For the suburban partners, the benefits are clear as Lake Erie water in January — they get to run the water plant, which is now owned and run entirely by Toledo. And rates, which sat present are higher on non-Toledo users than Toledo users, will be equalized over eight years.
What’s in it for Toledo? Regionalization means that Toledoans will see their rates equalized upward. Raised. That’s not a benefit.
It’s true that rates will go up for all users whether a TAWA is created or not, because the cost of maintaining water systems is projected to skyrocket. A legitimate concern is that if Toledo’s suburban neighbors quit buying from Toledo, Toledo rates could triple in as little as a decade, according to Mayor Kapszukiewicz. Some tough anti-TAWA talkers in Toledo think that’s an intimidation tactic.
There are specific sweeteners in the MOU for the city of Toledo — a commitment from from TAWA to replace Toledo’s lead water pipes and subsidies for low-income residents. Of course, as rate payers, Toledoans would have to pay about half the cost of those benefits.
Toledoans (of which I am one) shouldn’t confuse selling the water system with selling something like a car or a house that they’ll never use again.
Selling the Toledo water treatment plant to TAWA is a way of selling it to ourselves, along with member adjoining communities in Lucas, Wood, and Monroe counties. A governing board would be formed, with two of the seven members to be appointed by Toledo.
Which brings us back to the price.
Whatever TAWA agrees to pay for Toledo’s water treatment plant is going to be financed by the customers of the TAWA, about half of whom live in Toledo. So we’d be paying to buy the water plant from ourselves. The money, by the way, could be used to lower Toledoans’ water rates, but could not be used for any nonutility purpose, such as operating parks or paying for police and fire.

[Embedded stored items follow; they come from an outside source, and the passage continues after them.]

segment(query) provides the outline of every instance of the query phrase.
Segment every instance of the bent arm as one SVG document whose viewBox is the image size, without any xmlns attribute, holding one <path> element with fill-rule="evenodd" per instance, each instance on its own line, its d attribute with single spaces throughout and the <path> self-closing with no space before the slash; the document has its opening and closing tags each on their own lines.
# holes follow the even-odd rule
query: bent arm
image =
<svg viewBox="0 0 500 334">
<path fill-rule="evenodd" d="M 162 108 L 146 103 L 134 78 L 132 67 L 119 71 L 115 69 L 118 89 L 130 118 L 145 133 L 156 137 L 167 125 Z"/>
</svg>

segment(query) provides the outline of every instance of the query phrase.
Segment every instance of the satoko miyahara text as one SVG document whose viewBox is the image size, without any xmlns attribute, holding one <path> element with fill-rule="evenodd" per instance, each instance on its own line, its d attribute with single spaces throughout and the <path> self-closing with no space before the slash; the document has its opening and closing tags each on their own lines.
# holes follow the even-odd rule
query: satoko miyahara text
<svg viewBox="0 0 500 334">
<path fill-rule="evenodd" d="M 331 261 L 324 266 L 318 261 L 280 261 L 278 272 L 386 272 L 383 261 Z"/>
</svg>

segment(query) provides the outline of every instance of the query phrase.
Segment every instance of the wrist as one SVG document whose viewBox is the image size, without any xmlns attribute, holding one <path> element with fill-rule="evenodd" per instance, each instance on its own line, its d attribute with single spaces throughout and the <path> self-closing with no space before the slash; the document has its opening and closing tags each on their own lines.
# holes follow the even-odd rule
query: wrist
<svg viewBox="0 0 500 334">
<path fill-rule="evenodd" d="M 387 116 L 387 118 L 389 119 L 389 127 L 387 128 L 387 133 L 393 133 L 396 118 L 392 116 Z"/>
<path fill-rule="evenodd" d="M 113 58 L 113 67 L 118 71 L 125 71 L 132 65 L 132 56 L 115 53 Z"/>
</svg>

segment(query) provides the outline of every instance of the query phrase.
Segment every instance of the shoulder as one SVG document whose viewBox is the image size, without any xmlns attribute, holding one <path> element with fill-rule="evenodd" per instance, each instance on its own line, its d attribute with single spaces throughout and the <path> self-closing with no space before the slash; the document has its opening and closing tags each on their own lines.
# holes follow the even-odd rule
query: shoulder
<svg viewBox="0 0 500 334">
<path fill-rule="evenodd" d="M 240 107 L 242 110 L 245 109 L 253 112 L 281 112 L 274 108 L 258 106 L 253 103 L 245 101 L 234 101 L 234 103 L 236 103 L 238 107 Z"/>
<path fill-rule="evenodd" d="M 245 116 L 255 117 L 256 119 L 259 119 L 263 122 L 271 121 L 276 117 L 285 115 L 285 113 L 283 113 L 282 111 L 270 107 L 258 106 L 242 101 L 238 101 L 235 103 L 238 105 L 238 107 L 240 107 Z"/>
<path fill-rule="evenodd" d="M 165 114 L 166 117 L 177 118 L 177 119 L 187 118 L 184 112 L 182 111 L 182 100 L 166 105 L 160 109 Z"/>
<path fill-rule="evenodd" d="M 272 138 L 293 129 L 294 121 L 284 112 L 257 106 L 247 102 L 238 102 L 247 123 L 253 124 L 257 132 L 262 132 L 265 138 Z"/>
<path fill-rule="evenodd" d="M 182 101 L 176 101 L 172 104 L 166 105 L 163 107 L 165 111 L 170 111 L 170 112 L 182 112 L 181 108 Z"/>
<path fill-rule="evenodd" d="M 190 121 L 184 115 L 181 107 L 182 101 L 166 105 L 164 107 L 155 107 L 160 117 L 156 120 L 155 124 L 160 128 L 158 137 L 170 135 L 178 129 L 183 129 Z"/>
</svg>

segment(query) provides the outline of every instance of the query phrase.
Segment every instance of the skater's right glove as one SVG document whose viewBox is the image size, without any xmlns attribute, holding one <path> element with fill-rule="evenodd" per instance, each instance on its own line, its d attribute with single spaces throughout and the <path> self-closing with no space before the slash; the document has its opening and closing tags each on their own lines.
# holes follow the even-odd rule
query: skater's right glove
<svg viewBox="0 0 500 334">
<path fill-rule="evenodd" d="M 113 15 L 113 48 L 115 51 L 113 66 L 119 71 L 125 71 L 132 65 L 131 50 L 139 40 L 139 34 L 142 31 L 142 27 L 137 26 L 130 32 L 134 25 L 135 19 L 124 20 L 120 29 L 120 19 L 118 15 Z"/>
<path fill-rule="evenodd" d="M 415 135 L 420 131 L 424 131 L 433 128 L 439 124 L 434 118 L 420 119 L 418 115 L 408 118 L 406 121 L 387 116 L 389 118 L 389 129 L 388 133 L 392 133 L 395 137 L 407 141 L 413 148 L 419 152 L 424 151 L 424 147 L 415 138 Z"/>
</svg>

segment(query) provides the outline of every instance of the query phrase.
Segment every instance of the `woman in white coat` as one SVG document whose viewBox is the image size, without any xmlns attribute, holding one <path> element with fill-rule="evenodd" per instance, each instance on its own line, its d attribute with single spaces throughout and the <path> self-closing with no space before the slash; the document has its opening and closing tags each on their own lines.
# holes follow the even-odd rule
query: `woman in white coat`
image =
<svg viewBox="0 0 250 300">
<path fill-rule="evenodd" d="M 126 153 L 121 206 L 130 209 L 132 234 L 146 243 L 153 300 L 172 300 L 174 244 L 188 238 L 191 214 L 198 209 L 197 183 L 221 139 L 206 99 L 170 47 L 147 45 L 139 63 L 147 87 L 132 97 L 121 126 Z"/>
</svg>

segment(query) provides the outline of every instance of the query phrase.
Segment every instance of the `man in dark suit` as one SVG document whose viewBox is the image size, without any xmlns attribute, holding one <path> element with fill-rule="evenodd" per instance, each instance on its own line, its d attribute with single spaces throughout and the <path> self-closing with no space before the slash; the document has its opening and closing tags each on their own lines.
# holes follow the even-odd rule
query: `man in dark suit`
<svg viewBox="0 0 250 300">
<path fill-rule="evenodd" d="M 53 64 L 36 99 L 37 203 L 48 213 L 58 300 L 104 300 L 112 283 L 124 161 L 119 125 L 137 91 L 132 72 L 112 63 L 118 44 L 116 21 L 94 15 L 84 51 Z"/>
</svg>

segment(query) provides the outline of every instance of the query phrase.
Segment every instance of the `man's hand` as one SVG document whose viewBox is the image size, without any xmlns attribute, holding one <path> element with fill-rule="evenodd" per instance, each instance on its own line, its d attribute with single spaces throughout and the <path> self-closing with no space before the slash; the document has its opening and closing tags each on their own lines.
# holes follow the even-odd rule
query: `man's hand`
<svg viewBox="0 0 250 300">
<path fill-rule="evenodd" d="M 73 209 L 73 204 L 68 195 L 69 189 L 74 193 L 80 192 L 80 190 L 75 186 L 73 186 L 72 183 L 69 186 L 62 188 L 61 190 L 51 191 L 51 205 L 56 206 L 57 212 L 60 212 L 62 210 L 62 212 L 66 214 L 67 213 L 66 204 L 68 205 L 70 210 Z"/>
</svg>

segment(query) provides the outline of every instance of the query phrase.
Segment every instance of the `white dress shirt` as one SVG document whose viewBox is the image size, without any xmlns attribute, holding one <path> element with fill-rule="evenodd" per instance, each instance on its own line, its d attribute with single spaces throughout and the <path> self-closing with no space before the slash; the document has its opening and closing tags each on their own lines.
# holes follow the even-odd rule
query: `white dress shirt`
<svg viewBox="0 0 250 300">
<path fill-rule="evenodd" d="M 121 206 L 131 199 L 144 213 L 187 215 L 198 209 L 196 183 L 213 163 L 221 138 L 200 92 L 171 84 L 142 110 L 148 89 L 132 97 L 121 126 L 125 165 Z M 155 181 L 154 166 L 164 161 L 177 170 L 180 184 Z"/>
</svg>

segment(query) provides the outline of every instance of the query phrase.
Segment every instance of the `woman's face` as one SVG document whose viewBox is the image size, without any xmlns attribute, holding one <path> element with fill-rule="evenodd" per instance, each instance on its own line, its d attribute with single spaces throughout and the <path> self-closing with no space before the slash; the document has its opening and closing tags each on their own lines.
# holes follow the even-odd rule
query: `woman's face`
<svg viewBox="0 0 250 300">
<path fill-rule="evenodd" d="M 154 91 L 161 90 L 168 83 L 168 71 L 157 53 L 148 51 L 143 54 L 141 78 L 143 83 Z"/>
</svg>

EDITORIAL: Move up water vote to August
According to Councilman Nick Komives, council won’t vote until September whether to put the TAWA question on the Nov. 6 ballot. That’s assuming council agrees to go along with this deal at all.
That leaves city voters a little over seven months to decide whether to take it or leave it.
Toledo will give up the pride and benefits of operating the region’s water plant. Unions will have that much less interest in financing the campaigns of Toledo city council members and mayors. And there may well be a benefit in inaugurating a new era of regional comity. We’ve got lots to unpack here.